There is much more in the paper about different patterns of misspecification. We also looked at the case where both the X-M and M-Y path is moderated, which behaves more like the case where M à Y is moderated. This suggests that any model with a moderated M à Y path might benefit from inclusion of the moderated direct effect, unless the research team has strong evidence (independent of the sample) to suggest that path is not moderated.

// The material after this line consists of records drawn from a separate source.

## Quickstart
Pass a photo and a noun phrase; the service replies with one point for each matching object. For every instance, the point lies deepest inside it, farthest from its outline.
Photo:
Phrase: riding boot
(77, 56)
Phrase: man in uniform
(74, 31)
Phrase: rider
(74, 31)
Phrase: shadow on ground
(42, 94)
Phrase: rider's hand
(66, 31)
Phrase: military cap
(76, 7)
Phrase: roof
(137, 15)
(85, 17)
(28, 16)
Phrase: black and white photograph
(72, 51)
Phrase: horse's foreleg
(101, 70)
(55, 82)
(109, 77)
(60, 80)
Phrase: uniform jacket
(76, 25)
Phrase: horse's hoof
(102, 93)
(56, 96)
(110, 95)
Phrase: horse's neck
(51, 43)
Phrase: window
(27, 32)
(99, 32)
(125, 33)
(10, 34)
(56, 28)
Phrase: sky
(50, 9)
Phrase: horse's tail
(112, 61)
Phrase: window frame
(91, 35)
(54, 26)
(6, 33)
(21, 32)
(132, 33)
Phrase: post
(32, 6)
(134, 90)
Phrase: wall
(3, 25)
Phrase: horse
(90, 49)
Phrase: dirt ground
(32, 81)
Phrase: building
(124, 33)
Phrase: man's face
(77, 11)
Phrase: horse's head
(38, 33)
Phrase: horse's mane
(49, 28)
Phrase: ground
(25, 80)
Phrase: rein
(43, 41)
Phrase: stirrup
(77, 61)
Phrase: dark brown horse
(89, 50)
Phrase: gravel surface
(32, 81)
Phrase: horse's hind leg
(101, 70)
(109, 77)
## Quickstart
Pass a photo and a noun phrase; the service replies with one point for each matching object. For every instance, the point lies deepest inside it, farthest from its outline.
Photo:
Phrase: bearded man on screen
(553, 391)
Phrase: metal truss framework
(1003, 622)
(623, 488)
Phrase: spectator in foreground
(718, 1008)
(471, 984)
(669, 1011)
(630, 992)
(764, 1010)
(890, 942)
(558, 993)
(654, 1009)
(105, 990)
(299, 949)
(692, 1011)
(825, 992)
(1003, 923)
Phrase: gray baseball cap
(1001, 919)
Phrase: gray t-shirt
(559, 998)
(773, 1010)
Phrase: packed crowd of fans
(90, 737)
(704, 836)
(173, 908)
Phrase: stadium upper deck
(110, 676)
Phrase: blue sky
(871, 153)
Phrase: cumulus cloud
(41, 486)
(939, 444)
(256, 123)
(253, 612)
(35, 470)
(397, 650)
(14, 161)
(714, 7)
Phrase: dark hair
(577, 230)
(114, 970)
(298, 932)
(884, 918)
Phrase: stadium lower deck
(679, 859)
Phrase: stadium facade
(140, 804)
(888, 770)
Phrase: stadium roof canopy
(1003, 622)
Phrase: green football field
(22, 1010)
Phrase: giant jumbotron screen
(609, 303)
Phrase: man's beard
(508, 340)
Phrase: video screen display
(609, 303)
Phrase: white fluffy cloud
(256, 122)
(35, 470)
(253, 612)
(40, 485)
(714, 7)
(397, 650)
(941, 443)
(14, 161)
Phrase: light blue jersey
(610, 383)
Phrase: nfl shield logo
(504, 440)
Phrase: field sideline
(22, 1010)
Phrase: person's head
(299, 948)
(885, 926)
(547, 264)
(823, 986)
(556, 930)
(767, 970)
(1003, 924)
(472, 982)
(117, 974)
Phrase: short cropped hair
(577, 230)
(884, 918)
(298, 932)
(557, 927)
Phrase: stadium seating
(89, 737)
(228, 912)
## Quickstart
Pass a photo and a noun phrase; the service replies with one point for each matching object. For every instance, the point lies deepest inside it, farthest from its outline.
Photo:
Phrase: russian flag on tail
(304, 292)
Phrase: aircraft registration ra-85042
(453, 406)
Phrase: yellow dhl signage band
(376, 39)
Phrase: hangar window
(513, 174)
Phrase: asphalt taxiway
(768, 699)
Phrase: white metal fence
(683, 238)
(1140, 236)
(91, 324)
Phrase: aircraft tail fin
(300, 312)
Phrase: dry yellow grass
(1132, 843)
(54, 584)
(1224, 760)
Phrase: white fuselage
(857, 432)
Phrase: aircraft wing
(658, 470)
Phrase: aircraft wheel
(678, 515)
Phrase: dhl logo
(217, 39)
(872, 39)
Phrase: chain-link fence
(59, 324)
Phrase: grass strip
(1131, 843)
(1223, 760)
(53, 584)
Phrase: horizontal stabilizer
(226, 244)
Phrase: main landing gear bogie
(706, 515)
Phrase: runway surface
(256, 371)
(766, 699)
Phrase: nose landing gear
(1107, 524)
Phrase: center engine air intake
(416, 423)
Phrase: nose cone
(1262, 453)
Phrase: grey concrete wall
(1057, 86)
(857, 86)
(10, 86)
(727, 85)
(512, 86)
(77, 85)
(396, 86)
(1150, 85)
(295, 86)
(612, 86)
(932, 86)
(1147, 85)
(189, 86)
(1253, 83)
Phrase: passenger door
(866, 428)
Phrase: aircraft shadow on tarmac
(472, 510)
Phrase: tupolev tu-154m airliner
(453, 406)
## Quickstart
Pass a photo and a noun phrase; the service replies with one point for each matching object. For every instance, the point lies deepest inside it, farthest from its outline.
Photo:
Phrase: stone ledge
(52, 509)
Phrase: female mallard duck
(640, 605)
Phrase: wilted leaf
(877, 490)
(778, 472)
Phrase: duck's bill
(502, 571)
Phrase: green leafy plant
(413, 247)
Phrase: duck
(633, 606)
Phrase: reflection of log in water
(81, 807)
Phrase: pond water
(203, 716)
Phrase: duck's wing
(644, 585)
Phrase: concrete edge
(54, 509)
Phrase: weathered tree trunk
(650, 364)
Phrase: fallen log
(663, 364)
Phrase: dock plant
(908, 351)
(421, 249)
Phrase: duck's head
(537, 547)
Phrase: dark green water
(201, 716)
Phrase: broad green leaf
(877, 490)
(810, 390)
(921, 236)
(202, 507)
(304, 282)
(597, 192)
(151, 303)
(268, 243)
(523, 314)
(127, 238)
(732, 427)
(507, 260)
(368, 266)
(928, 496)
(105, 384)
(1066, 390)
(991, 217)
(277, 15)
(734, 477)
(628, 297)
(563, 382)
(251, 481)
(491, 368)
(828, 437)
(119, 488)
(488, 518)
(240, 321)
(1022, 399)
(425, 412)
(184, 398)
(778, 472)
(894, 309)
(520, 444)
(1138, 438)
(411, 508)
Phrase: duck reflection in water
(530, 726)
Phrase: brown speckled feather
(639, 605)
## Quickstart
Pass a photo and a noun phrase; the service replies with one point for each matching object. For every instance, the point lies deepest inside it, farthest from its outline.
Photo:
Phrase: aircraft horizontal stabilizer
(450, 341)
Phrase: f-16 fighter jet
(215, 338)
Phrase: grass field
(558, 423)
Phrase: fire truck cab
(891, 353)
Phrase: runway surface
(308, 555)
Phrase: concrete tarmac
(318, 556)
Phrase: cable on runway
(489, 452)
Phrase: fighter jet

While we did not discuss this much in the paper, I want to explicitly say that I discourage the practice of fitting models and then omitting non-significant moderated paths. This biases the p-values of the other paths in the model. Especially if this process is not transparently reported it can misrepresent the models as confirmatory, which leads to many of the types of problems that underly the replication crisis. I have worked with teams before that don’t have clear ideas about which paths are moderated, and I typically recommend doing a kind of split half analysis if the sample size is large enough: split the data in half and with the first half fit a very general model (e.g., Model 59) and use defined criteria (e.g., effect size) to determine which paths will be moderated in the second half of the data. This avoids biasing p-values and other issues with inference. Alternatively, two studies could be run in sequence if one study’s sample size is not sufficiently large to warrant splitting the data.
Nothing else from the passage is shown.